34 The result is that agendas are significantly member driven rather than imposed from the top down.
35 How MoveOn.org Does What It Does The bottom up, member-driven agenda setting that MoveOn aspires to tests the limits of technology.
36 Moveon.org uses a bubble-up issue forum, called ActionForum, through which members identify the issues they feel are most important and urgent. MoveOn also uses a set of comprehensive online communication tools called GetActive™.
37 MoveOn’s successes have required that the community members trust the leadership and each other. Most of those who sign on have neither the time nor the inclination to verify the claims upon which the pleas for action are based.
38 Mutual trust plays an important role in MoveOn’s success. Community members lend their names (and often give their money) to a campaign because they have confidence in the reliability of what they are told and the wisdom of the actions they are asked to take.
39 It is safe to assume that if a MoveOn campaign were ever shown to be based on unreliable information or MoveOn community members were ever induced to take inappropriate action then MoveOn.org would cease to be as effective as it has been.
40 Transparency also has been essential. When important decisions are made behind closed doors and people are kept from knowing the facts and excluded from the decision-making process systems break down.
41 MoveOn’s agenda, the reasons for its actions or failure to act, and many of the specifics of its day-to-day activities are open and readily accessible.
42 MoveOn.org also has effectively employed numerous offline tactics, including paid political advertisements in newspapers and on television.

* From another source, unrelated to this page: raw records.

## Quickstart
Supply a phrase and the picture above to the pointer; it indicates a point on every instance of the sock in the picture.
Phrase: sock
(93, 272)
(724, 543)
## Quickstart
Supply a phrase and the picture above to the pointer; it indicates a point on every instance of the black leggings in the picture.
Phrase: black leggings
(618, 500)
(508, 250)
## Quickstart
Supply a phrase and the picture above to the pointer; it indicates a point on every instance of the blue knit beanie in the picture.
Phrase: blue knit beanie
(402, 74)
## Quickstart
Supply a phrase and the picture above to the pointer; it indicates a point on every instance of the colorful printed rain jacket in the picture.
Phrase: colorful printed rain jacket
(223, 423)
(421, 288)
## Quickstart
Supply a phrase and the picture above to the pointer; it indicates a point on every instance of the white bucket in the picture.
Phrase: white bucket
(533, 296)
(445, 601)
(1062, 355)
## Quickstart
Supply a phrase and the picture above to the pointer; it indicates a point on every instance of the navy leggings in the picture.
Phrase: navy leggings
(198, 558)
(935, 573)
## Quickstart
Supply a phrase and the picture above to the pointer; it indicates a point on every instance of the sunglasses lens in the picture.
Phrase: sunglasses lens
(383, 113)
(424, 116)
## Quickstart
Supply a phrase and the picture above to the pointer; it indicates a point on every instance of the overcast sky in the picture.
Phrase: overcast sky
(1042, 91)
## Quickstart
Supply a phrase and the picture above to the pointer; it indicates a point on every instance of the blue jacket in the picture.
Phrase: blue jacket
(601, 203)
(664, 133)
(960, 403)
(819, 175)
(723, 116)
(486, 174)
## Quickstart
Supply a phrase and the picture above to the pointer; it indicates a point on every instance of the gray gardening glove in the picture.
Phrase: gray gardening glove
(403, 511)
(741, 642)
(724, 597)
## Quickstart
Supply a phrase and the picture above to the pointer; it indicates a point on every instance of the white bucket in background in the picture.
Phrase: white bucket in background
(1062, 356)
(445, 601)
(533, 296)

43 It has regularly encouraged and promoted citizen gatherings at which participants can put faces to screen names and have their beliefs that they individually and collectively can make a difference reinforced.
44 The offline gatherings have been orchestrated by technology-based methodology such as Meetup.com. “Meetup” is an online service that facilitates individuals and groups getting together offline.
45 The Meetup technology has been significantly augmented by a “Get Local” tool that allows people to find the most convenient meeting places simply by entering a zip code online.
46 MoveOn.org As A Prototype Its unique membership and leadership structure and its bottom up agenda formulation are what has allowed MoveOn to tap into citizens’ desires to engage. MoveOn-like groups could spring into existence in every setting where expanded citizen participation is needed.
47 These groups must emulate the MoveOn model of a flat rather than hierarchical administrative structure according to which agendas emerge more from the bottom up rather than being driven from the top down.
48 Members and leaders must work together to develop strategies that exploit the power of the Internet to bring to bear the bottom up power of large numbers of citizens.
49 Leaders must be listeners. Benjamin Barber notes that "it is far easier for representatives to speak for us than to listen for us" (or to us) and "listening is a mutualistic art that by its very practice enhances equality."
50 If leaders lapse into traditional behaviors, stop listening, or otherwise lose touch with community members the groups will cease to get the attention and support necessary to its existence.